2. para arzından kaynaklanan enflasyon

burada sorun, üretim miktarı aynıyken ortamda bulunan paranın artmasıdır.

ortada 1000 birimlik değer var.
ülkede de 10 bin birimlik türk lirası var.

her 1 birimlik değerin fiyatı 10 tl'dir.

günün birinde merkeze bankası kredi genişlemesi, para basmak gibi yöntemlerle sisteme para enjekte ederse ne olur? örneğin bin birimlik parayı sisteme ekledi.

1000 birimlik değer.
11 bin birimlik türk lirası mevcut olur.

böylece artık eskiden 10 tl'ye aldığın her şeyin fiyatı 11 tl haline gelir.

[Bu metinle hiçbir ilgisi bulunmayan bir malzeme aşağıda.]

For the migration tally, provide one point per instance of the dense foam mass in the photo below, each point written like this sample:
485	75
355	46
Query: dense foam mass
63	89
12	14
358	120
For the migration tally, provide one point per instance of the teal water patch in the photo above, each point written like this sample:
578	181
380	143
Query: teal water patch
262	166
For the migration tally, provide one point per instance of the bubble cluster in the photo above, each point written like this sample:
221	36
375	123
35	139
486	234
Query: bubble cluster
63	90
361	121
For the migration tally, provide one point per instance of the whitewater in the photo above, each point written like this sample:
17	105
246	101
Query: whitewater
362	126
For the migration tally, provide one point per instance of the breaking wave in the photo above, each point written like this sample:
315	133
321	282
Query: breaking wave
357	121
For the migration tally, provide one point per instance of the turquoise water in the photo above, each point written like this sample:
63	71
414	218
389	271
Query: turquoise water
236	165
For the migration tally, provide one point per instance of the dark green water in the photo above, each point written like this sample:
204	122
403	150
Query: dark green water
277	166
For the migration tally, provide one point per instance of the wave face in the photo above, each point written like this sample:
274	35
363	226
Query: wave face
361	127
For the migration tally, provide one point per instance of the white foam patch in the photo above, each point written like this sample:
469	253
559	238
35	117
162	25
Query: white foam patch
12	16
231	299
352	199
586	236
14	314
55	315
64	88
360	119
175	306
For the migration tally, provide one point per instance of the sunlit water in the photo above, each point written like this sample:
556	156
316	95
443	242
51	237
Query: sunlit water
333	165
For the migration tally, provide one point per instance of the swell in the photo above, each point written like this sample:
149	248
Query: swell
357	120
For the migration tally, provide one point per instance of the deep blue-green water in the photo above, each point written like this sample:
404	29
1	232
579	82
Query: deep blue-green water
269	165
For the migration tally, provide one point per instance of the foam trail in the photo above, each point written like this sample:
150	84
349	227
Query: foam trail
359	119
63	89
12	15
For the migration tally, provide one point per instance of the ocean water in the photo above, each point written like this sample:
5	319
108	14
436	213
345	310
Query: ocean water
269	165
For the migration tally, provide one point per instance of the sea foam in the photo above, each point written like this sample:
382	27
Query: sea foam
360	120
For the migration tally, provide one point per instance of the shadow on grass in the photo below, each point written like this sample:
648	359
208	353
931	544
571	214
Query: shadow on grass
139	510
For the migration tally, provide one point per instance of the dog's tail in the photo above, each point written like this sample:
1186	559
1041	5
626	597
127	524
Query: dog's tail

doların fiyatı 10 tl ise 11 tl olur.
süt 5 tl ise 5.5 tl olur.
ekmek 2 tl ise 2.2 tl olur.

bu para arzı enflasyonudur.

şu an süt fiyatlarına zam geldi, ekmek zamlandı diyoruz ya... aslında doğru ifade şu: türk lirası süt ürünleri karşısında değer kaybetti. doların fiyatı artmadı, türk lirası dolar karşısında değer kaybetti.


enflasyonun ne olduğunu anlamak için size bir örnek daha vereyim

balıkçısınız. hamsi avlıyorsunuz. 1 kilo hamsi ile 2 kilo domates alabildiğinizi düşünün. o sene av bereketli geçti. denizden çok fazla hamsi çıktı. bu sefer ne olur? 1 kilo hamsi ile 1.5 kilo domates alabilirsiniz. böyle bir durumda balıkçılar federasyonu başkanı çıkıp dese ki balıkçılara: "domates lobisi balıkçılık sektörünü bitirmeye çalışıyor. domates fiyatlarını yükseltiyor!" ne dersiniz? "saçmalama. balık bol, o yüzden hamsinin fiyatı düştü" dersiniz.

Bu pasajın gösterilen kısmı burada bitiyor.